Examination of personal characteristics helped to understand inter-individual differences further rather than treating the sample as a homogenous unit. Encouragingly, our study showed no differences in adherence between boys and girls and between the two grade levels (grades 7 and 8). However, adolescents involved in higher levels of physical activity consistently demonstrated lower levels of adherence. This finding is concerning, given the fact that EMA methodology is frequently used to study extent of involvement in and attitudes towards physical activity (e.g., Dunton, Whalen, Jamner, & Floro, 2007; Dunton, Kawabata, Intille, Wolch, & Pentz, 2011). It appears that real-time self-report might not be the best mechanism to accurately measure physical activity, since the activity itself may interfere with carrying the device, hearing audible prompts, and responding to questions in real time. Alternative, more unobtrusive ways may be preferable (e.g., accelerometers; Martinez-Gomez, Welk, Calle, Marcos, & Veiga, 2009; Robertson, Stewart-Brown, Wilcock, Oldfield, & Thorogood, 2011; Van Coevering et al., 2005), with EMA offering complementary information. Finally, emotional health was positively associated with adherence, such that adolescents reporting higher overall levels of positive affect also demonstrated higher adherence rates. This may be an artifact of the social desirability bias, with youth over-reporting on positive experiences and underreporting on negative (Crowne & Marlowe, 1960). Thus, for studies in which affect is the primary outcome of interest, the issue of missed assessments when negative emotions are heightened may pose important implications and require additional training efforts, real-time monitoring of adherence, and auxiliary non-intrusive methods of measurement.

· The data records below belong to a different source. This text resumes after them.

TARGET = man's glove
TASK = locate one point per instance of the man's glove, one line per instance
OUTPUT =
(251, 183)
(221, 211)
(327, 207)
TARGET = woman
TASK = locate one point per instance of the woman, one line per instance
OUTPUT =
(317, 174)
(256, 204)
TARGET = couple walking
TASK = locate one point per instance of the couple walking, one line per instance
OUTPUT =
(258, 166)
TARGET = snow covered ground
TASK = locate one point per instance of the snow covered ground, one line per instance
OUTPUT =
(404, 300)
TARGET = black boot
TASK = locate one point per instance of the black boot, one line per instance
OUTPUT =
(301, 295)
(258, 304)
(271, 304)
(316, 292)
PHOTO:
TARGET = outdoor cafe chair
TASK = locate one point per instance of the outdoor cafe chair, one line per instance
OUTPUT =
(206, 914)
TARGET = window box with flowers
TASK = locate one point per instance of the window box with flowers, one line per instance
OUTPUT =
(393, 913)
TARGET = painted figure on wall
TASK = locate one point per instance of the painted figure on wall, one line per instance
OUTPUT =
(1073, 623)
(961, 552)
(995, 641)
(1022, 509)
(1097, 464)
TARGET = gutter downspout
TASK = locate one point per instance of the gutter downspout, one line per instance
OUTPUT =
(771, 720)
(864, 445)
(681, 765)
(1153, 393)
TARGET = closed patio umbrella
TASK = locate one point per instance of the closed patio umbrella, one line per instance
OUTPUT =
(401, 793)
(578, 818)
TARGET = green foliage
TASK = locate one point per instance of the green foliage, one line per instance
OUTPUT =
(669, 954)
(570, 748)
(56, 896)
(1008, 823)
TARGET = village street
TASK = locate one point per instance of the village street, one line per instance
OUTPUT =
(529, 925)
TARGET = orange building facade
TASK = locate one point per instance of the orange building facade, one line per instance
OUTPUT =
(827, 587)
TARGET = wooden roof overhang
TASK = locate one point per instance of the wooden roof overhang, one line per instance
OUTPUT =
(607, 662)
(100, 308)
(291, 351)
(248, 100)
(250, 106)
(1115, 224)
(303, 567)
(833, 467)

In the interest of promoting accurate interpretations of the results discussed herein, it is important that we note several limitations of the current study. While overall adherence rates were notably high, the sample was comprised of volunteers, and personal interest in the study could have played a role. Given the study design, we had limited access to important personal information on study participants, such as academic performance, which has been shown to affect adherence in past research (Salamon, Johnson, Grondin, & Swendsen, 2009). Finally, the study design was correlational, and effects of situational and personal characteristics should be interpreted with this knowledge in mind.

CONCLUSIONS

To our knowledge, this was the first study to investigate, in detail, adherence rates to mobile-phone based surveys among a sample of urban, minority youth. The technology allowed for the tracking of adherence in real time and our analyses demonstrated the complexity of this phenomenon. Differences in reported rates of adherence in the literature may be largely an artifact of different studies using different formulae for computing adherence. Based on our findings, we recommend that personal and situational factors that can either enhance or compromise adherence be carefully considered when developing EMA study protocols. In conclusion, this study underscored the importance of examining the phenomenon of adherence in EMA studies employing adolescent populations, demonstrated the feasibility of conducting EMA research with minority adolescents, and contributed to the current body of literature on EMA study design.